For the sake of application demonstration and proving the point of how great webpack is, let’s publish the game on Github pages. This could be done in just a few steps:

  1. Install gh-pages package:
	npm i gh-pages --save

2. Add homepage property to the package.json:

​​"homepage": "http://${username}${repoName}",

3. Add deploy and predeploy scripts to the scripts section of package.json:

"predeploy": "npm run build",
"deploy": "gh-pages -d dist"

4. Deploy:

npm run deploy

In some minutes your application will be available by the homepage link. Otherwise double-check that all steps were executed correctly. The most common mistake is typos in the homepage link.

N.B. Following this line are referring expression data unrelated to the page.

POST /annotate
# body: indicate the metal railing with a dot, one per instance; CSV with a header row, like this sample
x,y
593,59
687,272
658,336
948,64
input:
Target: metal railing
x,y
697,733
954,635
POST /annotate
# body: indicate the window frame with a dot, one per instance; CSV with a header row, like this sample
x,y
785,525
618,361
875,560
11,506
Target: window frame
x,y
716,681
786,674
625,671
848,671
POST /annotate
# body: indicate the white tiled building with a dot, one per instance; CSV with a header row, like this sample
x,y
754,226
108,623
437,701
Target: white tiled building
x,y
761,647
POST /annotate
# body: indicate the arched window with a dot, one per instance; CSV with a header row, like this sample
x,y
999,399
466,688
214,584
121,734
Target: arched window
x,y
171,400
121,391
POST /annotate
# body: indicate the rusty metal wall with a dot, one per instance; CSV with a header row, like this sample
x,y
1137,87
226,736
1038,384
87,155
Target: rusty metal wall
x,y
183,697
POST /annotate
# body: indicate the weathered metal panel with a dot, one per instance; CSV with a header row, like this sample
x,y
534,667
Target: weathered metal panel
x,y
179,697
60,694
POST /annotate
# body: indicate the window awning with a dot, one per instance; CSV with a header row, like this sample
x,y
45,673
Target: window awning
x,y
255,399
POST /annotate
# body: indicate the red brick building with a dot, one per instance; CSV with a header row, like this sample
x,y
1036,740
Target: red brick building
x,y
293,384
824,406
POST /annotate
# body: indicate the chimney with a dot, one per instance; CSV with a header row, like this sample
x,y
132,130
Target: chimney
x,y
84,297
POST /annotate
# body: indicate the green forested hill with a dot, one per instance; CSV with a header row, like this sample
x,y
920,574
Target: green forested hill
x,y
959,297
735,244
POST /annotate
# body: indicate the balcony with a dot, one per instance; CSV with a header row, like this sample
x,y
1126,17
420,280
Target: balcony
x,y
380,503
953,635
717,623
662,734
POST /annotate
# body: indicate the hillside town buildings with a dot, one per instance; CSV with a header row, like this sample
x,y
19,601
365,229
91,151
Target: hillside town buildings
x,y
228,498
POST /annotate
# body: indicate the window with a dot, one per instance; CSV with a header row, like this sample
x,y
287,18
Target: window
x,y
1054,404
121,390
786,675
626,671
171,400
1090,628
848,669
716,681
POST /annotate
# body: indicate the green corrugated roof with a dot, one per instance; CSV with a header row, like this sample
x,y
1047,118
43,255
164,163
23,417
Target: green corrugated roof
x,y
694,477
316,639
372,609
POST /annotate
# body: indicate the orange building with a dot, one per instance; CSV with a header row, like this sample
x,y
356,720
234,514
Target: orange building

Feel free to visit and try yourself

Advanced controls

The mentioned technique is definitely an interesting way to make your application stand out among others. Obviously, to get the full power of the camera as an input, the user must have the possibility to do clicks and other interactions. There is no ready solution for that yet but you may be interested in my draft. This repository contains my project where I dynamically teach neural networks to recognize two gestures. This might be used as a starting point for making gesture-based browser events.


In my opinion, browser games have great potential, taking into account how much browser apps are pushing desktop away. Tricks like hand detection may bring some novelty into these applications applications, not to mention that this sort of game is easily convertible into mobile applications and could be run on other platforms, for example, Smart TV.

As a result of this post, we have a basic browser game that uses a camera as a controller and can be a good base for your future projects.